1. “Sorry, your app sounds good and useful, but we don’t choose to make it available to our patients.”

2. “Sorry, your app might be useful but it’s duplicitive: we already offer a similar functionality to our patients through another app, or through our own portal.”

3. “Sorry, your app is designed to help patients move away from our practice by seeking a second opinion, and that’s against our business interest.”

4. “Sorry, your app offers what we consider to be questionable clinical advice.”

5. “Sorry, we don’t believe your app will do an adequate job of protecting patient data.”

CMS should clarify that providers may not use these excuses to prohibit apps from becoming available to patients. If a provider can reject apps for policy reasons like the ones described above, this will lead to an environment that fails to provide patients a right to access their data in a useful way.

But of course some of the concerns above are important, especially as they begin to touch on clinical utility and data protection. CMS should clarify that protection comes, ultimately, from allowing patients to make informed decisions about which apps to use. It is reasonable for providers to share warnings, or endorsements, or to ask questions like “Are you sure?” with specific confirmations, or to assign apps to different levels of trust or approval — but a provider must not prohibit a patient from using a specific app (just as they must not refuse to fax a patient’s data to a patient-specified phone number).

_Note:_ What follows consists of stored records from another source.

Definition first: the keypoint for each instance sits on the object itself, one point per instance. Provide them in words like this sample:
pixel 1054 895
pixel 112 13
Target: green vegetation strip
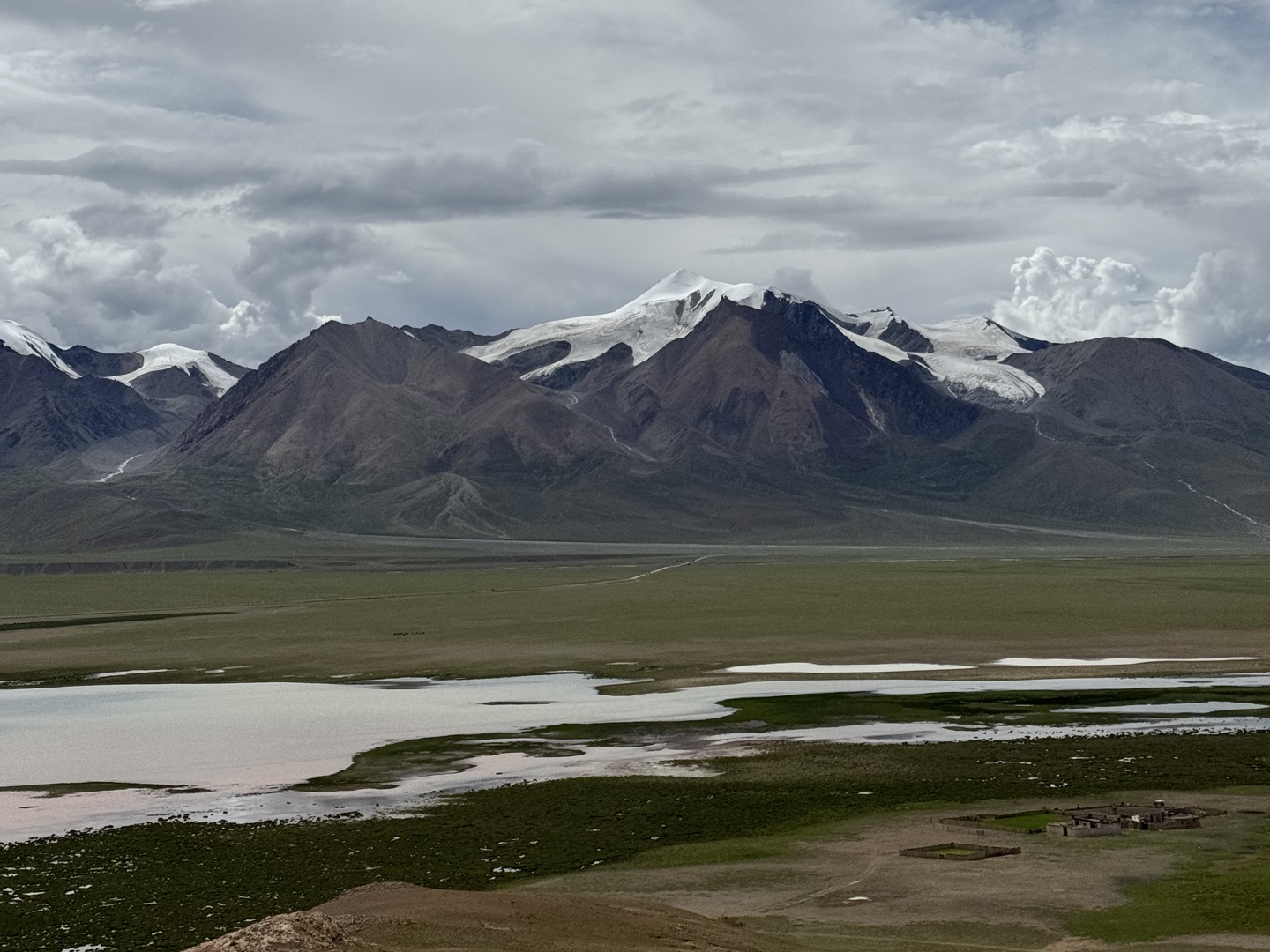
pixel 1220 893
pixel 101 620
pixel 169 885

One important step in ensuring this kind of access will be clarification about who is responsible for a data breach in the case where a patient has approved an app to access EHR data. The Office for Civil Rights should issue a clear statement that providers are not responsible for what happens downstream, after healthcare data are shared with a patient-selected and patient-authorized app. By analogy, we expect providers to share healthcare information by fax to any phone number that a patient identifies, as long as the patient has authorized the transmission; we should look at sharing data with apps the same way. This kind of clear statement from OCR will be a necessary step to ensure that providers do not perceive conflicting obligations.